A second mechanism explaining this disorder is a reduction in serum levels of anticonvulsants during the late luteal phase. This is believed to be mediated by increased hepatic mono-oxygenase activity resulting directly from reduced sex steroid levels (primarily progesterone). This is the rationale for the treatment option of closely tracking the menstrual cycle and determining anticonvulsant concentrations in the late luteal phase, so that drug dosage may be altered when necessary.

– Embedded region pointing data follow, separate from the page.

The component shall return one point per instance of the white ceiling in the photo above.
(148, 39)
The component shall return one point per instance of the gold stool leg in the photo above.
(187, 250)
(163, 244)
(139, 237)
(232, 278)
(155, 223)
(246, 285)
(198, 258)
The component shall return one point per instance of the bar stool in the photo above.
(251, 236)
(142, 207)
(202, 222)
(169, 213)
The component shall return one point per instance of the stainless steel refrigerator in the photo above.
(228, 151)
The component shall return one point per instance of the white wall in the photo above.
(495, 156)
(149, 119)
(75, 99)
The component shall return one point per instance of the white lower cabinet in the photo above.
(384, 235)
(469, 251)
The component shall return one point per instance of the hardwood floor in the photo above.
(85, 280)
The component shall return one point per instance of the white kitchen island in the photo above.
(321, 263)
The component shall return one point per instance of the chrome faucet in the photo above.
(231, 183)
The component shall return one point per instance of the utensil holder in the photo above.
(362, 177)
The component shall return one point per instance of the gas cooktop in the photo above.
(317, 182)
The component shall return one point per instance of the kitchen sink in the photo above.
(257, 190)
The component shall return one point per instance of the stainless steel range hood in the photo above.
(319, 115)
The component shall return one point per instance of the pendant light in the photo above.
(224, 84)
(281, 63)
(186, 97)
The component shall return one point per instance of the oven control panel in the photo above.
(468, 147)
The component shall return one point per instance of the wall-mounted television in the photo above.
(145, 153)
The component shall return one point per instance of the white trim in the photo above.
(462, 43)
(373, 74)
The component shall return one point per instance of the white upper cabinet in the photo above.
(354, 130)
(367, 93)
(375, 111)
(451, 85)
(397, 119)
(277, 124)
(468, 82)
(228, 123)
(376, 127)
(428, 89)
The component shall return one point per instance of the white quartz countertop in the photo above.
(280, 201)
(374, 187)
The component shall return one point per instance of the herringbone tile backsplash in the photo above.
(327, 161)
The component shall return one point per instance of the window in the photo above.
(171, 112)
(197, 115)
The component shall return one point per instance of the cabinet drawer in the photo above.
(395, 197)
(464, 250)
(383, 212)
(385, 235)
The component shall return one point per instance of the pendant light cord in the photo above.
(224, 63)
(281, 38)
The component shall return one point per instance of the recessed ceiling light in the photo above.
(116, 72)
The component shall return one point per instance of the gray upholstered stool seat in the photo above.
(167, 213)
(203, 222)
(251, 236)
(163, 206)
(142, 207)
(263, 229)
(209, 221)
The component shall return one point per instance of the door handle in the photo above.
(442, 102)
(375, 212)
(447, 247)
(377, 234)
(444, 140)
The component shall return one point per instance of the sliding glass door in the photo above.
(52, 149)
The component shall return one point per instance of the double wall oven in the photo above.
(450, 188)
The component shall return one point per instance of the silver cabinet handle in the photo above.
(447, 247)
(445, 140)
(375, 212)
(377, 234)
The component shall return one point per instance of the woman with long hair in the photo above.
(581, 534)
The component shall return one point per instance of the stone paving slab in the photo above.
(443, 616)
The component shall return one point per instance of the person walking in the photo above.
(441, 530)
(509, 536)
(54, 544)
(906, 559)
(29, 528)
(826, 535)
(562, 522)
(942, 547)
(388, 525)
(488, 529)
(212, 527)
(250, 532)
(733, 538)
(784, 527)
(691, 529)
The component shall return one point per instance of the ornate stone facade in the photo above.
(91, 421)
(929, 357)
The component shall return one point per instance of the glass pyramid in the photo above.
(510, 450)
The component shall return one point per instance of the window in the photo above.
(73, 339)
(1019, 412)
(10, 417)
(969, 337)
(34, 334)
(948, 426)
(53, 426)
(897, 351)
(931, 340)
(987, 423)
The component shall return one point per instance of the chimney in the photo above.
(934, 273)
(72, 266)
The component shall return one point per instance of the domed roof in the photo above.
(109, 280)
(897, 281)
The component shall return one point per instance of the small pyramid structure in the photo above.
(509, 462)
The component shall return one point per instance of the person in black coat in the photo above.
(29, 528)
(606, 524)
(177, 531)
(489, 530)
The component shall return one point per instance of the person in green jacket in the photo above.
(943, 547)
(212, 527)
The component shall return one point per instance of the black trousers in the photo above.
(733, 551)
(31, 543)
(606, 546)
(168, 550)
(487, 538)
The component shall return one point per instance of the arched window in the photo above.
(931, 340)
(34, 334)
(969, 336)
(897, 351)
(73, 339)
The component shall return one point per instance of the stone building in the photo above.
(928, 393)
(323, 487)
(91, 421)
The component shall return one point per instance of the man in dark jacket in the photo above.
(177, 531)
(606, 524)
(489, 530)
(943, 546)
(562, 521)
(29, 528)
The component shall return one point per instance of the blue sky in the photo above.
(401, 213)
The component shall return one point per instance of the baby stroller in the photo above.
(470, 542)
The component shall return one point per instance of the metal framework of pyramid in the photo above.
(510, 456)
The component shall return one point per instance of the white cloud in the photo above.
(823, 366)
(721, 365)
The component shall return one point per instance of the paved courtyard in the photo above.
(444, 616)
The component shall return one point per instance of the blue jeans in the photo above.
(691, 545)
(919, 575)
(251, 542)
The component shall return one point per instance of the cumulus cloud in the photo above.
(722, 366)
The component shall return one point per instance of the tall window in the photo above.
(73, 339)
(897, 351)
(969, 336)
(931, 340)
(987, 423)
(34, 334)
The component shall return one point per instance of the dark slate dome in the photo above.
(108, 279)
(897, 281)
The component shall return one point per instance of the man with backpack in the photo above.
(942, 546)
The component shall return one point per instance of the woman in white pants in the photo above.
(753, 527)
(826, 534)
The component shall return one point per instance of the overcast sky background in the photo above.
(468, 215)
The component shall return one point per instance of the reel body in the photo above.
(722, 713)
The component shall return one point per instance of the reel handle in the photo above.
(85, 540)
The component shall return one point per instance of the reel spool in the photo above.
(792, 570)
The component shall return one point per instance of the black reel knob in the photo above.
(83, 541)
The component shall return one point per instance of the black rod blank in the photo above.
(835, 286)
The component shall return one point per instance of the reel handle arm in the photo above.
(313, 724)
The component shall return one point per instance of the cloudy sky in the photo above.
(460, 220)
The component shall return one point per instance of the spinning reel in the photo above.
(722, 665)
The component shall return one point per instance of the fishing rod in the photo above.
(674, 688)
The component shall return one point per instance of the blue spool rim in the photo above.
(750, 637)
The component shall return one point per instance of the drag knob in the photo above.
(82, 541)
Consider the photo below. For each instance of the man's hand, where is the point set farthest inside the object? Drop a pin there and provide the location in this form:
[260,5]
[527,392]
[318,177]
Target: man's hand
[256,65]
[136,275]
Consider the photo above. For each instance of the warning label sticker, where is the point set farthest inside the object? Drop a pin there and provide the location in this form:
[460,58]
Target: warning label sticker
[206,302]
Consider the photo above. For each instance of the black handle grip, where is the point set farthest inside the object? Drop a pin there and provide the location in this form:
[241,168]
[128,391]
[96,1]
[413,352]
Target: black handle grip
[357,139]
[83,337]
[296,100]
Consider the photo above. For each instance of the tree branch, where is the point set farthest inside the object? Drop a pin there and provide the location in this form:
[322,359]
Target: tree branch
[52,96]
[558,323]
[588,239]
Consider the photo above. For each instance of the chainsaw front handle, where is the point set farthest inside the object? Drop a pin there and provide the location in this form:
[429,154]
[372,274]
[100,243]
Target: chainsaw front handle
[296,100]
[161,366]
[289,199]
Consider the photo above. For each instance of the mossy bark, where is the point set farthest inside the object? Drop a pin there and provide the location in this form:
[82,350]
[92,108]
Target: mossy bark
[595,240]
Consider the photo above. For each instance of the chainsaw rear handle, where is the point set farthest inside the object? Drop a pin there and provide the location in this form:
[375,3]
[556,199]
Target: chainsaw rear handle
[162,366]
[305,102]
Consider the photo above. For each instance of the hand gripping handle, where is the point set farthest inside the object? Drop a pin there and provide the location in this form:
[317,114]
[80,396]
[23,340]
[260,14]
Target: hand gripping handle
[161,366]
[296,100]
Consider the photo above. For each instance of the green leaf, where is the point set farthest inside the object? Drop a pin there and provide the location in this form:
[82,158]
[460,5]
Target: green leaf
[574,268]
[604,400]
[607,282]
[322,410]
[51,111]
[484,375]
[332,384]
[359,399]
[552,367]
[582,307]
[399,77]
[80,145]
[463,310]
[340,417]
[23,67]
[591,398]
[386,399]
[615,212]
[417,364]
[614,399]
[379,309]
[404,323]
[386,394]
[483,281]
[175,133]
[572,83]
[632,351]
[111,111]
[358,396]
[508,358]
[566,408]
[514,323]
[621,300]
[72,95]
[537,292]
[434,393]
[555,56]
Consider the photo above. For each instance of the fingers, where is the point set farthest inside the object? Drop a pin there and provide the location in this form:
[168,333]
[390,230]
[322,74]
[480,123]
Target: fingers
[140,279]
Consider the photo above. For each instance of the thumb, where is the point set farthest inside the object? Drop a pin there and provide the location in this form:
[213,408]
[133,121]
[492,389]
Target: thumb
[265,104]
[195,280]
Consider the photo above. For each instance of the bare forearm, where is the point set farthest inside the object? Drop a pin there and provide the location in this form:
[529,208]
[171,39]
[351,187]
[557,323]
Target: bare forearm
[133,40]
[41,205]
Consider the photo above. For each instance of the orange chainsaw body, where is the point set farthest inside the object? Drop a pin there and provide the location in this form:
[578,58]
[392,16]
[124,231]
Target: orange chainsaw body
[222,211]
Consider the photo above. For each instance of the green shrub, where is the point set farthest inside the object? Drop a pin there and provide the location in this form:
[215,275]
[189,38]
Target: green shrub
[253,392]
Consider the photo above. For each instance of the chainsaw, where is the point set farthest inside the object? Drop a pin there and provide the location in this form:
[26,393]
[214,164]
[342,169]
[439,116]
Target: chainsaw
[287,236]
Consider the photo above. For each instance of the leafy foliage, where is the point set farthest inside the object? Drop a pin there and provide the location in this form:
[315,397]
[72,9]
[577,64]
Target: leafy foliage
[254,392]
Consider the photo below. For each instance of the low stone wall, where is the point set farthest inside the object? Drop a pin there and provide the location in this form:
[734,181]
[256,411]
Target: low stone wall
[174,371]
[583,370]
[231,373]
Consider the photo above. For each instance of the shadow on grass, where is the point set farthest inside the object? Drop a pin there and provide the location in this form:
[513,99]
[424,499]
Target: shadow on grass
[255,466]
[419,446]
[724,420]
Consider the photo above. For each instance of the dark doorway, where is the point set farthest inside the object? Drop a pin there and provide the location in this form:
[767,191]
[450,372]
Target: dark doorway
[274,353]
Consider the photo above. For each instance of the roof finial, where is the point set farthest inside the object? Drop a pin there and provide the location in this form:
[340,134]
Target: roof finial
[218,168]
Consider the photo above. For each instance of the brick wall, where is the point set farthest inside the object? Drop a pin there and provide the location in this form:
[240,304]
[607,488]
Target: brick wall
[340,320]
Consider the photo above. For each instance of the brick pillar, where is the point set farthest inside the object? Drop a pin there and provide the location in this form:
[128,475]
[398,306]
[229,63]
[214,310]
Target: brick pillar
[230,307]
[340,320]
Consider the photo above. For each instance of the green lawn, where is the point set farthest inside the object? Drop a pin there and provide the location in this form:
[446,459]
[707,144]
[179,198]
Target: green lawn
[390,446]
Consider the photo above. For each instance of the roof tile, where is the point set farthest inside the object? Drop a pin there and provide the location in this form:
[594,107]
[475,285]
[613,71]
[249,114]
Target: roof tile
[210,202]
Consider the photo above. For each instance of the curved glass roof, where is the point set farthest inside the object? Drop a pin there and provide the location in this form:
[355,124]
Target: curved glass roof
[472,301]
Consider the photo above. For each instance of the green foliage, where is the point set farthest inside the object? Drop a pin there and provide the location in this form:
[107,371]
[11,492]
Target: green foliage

The anticonvulsant effect of progesterone is the basis of using Depo-Provera, progestin-only oral contraceptive pills, or premenstrual progesterone suppositories (50 to 400 mg twice daily) to reduce seizure activity. Ganaxolone, an allopregnenolone analogue taken cycle days 21 through 3 of the next cycle, has also been found to be an effective seizure prophylactic. GnRH agonist therapy has been helpful for intractable cases. Combined oral contraceptives have inconsistent effects, with some patients suffering exacerbations during the placebo week. Moreover, pill efficacy is reduced by anticonvulsants, resulting in a higher contraceptive failure rate with low-dose preparations.

In some individuals, the following conditions may be influenced by the menstrual cycle: rheumatoid arthritis, irritable bowel syndrome, hereditary angioedema, aphthous ulcers, Behçet’s syndrome, acute intermittent porphyria, paroxysmal supraventricular tachycardia, multiple sclerosis, glaucoma, urticaria, erythema multiforme, and myasthenia gravis. Interestingly, in the case of myasthenia gravis, 25% to 50% of female patients improve premenstrually.